My friends Pat and Bill always had a Thursday night date. They regularly scheduled a babysitter to watch their children and took a few hours each week just to celebrate each other. They might go out to dinner or find a movie to watch. Sometimes they just drove around and talked. They were certain that this routine kept their love and affection for one another alive even through difficult times. 

The visits to my grandmother’s house every single Friday night of my childhood kept me going and made me certain that I was never alone. I loved those raucous evenings with my cousins. The sound of my aunts and uncles arguing over poker games in a smoke filled room still make me smile. The vision of my grandmother with her enamel cups of sugary coffee is one of the most wonderful memories that I have. 

My mother saw to it that we went to church every single Sunday. The people in our parish were my extended family as far as I was concerned. Many of them are still very much part of my life. I always understood that they were good folks upon who I would be able to count in even the most horrific times. 

I suppose that we humans enjoy adventure, but most of us need a bit of order as well. It is a kind of safety net, a way of reminding ourselves that ultimately everything is probably going to be okay. I suspect that the lack of fixed way of doing things is part of the reason that so many are confused and depressed these days. Having to constantly switch gears and adapt to new protocols can be daunting, but in reality doing so is a part of life. Nothing ever stays exactly the same. Those who know how and when it is time to change are the healthy and happy ones among us. It really is possible to be adventurous while clinging to beloved ways of doing things.

I saw a post about a famous athlete who was spotted with a phone that had a cracked screen. When asked why he did not just get another one, given that he earns enough to have almost anything he might want, his answer was that he did not desire his fame and fortune to be used for luxuries that he did not really need. He preferred instead to share his wealth with others who are suffering. He insisted that he was going to continue to follow the frugal ways that he had always lived 

I remember reading that Katherine Hepburn lived for most of her adult life in the same small apartment in New York City. She might easily that found a bigger and more modern place, but she saw no reason to do so. She was comfortable and liked her neighbors. Her home was a place of solace for her. She could see no reason to rock the boat just to impress others with her wealth. 

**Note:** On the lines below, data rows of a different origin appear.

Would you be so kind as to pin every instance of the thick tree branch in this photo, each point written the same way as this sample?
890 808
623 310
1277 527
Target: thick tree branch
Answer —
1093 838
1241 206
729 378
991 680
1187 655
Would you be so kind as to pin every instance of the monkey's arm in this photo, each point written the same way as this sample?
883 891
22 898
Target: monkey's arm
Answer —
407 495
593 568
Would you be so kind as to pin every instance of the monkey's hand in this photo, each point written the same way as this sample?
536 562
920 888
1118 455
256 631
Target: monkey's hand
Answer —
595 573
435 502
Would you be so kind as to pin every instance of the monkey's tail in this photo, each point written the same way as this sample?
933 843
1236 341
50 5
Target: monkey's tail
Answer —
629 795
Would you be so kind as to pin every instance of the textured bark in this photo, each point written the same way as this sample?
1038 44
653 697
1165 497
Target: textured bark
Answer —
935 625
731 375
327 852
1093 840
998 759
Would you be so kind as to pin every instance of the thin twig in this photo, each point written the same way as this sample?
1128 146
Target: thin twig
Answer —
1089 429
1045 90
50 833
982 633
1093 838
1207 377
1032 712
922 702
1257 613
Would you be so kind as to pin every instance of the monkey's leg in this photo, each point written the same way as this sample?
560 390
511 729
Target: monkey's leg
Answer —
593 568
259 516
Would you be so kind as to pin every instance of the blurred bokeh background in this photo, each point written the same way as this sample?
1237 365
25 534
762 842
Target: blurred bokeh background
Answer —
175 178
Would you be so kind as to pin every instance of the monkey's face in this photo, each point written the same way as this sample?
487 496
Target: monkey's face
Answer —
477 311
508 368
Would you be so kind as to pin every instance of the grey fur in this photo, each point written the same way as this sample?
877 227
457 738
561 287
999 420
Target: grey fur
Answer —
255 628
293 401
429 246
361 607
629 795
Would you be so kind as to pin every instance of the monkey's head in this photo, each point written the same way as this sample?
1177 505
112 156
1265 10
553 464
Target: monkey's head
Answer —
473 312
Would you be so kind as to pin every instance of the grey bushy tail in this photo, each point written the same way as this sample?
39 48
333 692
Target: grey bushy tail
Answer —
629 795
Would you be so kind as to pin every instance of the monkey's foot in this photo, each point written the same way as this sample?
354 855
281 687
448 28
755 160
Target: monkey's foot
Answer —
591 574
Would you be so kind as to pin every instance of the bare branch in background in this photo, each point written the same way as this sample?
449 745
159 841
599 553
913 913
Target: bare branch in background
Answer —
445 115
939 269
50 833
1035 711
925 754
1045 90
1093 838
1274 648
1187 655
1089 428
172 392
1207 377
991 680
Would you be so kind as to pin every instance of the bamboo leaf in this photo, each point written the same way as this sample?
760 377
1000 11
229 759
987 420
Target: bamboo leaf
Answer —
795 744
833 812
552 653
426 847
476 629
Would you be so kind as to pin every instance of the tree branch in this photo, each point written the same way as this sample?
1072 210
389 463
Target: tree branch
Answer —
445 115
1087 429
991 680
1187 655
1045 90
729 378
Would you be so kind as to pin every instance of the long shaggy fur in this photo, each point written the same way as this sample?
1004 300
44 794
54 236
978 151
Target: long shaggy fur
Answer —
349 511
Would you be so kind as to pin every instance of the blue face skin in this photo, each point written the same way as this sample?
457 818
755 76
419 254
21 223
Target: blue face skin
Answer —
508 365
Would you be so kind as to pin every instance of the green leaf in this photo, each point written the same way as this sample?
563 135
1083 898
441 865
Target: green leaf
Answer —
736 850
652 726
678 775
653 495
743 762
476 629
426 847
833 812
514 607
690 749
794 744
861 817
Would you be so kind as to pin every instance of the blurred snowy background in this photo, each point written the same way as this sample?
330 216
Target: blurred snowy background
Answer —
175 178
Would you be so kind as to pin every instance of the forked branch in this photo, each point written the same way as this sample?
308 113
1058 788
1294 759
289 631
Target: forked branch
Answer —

As a teacher I found that my students liked a semblance of order in the classroom. They wanted me to list the date, the objectives for the lesson and the homework in the exact same place every day. They liked that I had a designated area for turning in work. They appreciated that I graded papers quickly and gave them an updated average each Monday. They knew what to expect and it brought them a sense of well being. Given that many of them were living in highly dysfunctional conditions at home, my little corner of the school was a kind of refuge for them. 

Boring can sometimes be very nice. Schedules provide us with a sense of continuity. The world seems to be spinning off of its axis these days and most of us are weary. So maybe it’s time to find little things that bring us a sense of control. What that is will be different for everyone, but always important. Read that book for an hour each day. Have that meal around the table. Have bedtime routines for everyone. Eat ice cream on Sunday. 

We have to take care of ourselves and the people that we love. We may not get what we want, when we want it, for the price we wish to pay, but we might have that little slice of peace. Routine provide us with the patience that we need in these times. Adjust, adapt and then choose something to do regularly that makes you happy.